GAZİANTEP’te, Beşiktaş maçı öncesinde Lig TV muhabiri stadyum çevresinde "renkli röportaj" avında. Aranan malzeme kovboy şapkasıyla tezgahının başında duran dut suyu satıcısından çıktı.
Dut suyunu "hijyenik" pet bardaklarda servis ettiğini özellikle vurgulayan adını öğrenemediğimiz meçhul kovboy, faydaları da: "Cilde, bağırsağa ve aganigi naganigiye iyi gelir" diyerek sıraladı.
Görüntü itibariyle gayet bıyıklı, gayet esmer, yani tipik bizden biri olan satıcı, sözlerine Ali Taran’a reklam sloganı olacak şekilde düğüm attı: "Bakma böyle bıyık, mıyık tipim bozuk ama yüreğim 5 yıldızdır..."
14.30’da ekran başına
FUTBOLUN gündemi belirlediği pazar gecesi, bazı spor bültenlerine şöyle bir haber de sıkıştı: "Halil Akkaş, Dünya Atletizm Şampiyonası’nda Finalde Koşan İlk Türk Atlet Olacak."
Yıl 2007.
Ancak bir Türk Dünya Atletizm Şampiyonası finaline ulaşabilmiş.
Bu gecikmede, şu an sergilediğimiz ilgisizliğin etkisi büyük.
Lincoln’ü, Roberto Carlos’u, Batuhan’ı konuşmaya ben de bayılıyorum. Fakat bugün 14.30 civarlarında Halil Akkaş, 3 bin metre engellide final koşacak.
En azından ekran başında hazır bulunup, kaçıncı olursa olsun Halil Akkaş’ı alkışlayacağım.
Sizleri de beklerim.
Ayhan Akman evi şaşırdı
GALATASARAY üç puanı almış, futbolcular maç sonrası röportaj rotasyonuna girmişler, kanal kanal geziyorlar.
Ayhan Akman, mikrofon uzanıp, kameranın tepe lambası yandığı anda konuşmaya başlıyor: "3 puanı aldık evimize dönüyoruz..."
Aslında doğru, statta yatmayacaklar. Feldkamp da "Haydi evinize gidin" diyecektir muhakkak.

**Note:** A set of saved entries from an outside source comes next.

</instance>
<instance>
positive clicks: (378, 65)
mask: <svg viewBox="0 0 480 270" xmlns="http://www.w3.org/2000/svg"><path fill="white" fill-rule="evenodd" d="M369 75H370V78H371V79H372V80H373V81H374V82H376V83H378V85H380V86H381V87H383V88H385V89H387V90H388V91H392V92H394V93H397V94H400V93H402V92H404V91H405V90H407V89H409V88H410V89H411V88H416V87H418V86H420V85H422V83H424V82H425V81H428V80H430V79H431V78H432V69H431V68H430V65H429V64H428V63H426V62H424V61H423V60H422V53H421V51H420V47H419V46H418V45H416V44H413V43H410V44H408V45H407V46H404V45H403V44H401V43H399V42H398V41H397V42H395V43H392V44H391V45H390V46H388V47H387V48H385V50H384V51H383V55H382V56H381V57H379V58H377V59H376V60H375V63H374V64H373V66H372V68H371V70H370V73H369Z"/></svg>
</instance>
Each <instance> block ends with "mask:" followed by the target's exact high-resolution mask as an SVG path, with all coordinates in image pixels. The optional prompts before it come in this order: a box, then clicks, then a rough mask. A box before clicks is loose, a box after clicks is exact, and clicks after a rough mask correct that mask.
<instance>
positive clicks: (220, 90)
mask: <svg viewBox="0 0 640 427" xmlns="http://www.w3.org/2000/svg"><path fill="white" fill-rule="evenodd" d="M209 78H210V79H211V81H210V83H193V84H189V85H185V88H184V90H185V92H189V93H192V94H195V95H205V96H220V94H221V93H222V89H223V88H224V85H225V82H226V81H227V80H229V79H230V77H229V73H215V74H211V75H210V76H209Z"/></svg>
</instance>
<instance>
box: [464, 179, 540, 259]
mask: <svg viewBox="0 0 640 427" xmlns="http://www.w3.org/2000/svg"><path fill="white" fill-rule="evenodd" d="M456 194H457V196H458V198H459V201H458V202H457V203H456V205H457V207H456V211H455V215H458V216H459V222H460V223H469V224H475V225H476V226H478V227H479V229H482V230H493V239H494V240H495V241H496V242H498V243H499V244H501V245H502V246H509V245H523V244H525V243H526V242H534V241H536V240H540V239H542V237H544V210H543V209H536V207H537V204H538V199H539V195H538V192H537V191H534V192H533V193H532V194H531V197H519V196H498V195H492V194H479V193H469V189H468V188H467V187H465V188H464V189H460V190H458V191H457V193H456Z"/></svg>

Ancak maç Ali Sami Yen’deydi ve biz Galatasaraylılar o kutsal mabede "evimiz" diyoruz.
Aslında Ayhan’a da hak veriyorum. Daha bir statta iki maç oynamış değiller bu sezon.
İnsan evi barkı şaşırır.
Bu vesileyle Ayhan Akman’ı bu sezon oynadığı futboldan dolayı tebrik de edeyim.
Maskeli kahraman Adnan
ZAP sırasında Telegol’e yaklaşırken, tatlı bir belayla karşılaşma olasılığı karşısında heyecanlanırım! Káh içinden maç motoru geçer, káh Adnan Aybaba bir tek kişilik gösteri sunar...
Ama açıkçası, cellat maskeli bir Adnan Aybaba benim beklentimi de aştı.
Yani kara maskenin yapımı aşamasında bir cellat maskesi hedeflenmemiş olabilir; fakat iyi niyet neticeyi etkilememiş.
Gelelim Adnan Aybaba’yı maskeli kahraman olma noktasına getirip bırakan nedene!
Aslında tam bilmiyorum. Ama Cihan Oskay’ın "Maskeli Toplar" kitabıyla ilgili konuşuyorlardı ve Aybaba "Protesto ediyorum!" diyordu. Bu kadar açıklama bana yeter.
Maskeli yorumcu da gördüm ya, benden kralı yok artık!
Kabak Nazilli’ye patlar mı
TRABZONSPOR ve Sivasspor maçı sonrasında başlayan itişme ortamı devam etmekte.
Bu kadar net ve sarih bir hadiseyi tek seferde cezalandıracağına, taksit taksit cezalandırma yolunu seçen ve yüksek tansiyonu ligin üç haftasına yayan yetkililer burada bir numaralı suçlu.
Fakat kabak Nazillispor’un başına patlarsa da kimse şaşırmasın.
Niye mi? Erman Toroğlu, Maraton’da bu maçla ilgili olarak şu espriyi yaptı:
"...Üç seyircinin yaptığı Trabzon’u bağlamaz... Doğru, Nazillispor’u bağlar!"
Önce güldüm, sonra bir Aziz Nesin öyküsü tadında gelişen bu krizin gerçekten de sonunda Nazillispor’a patlama ihtimaline bir daha güldüm.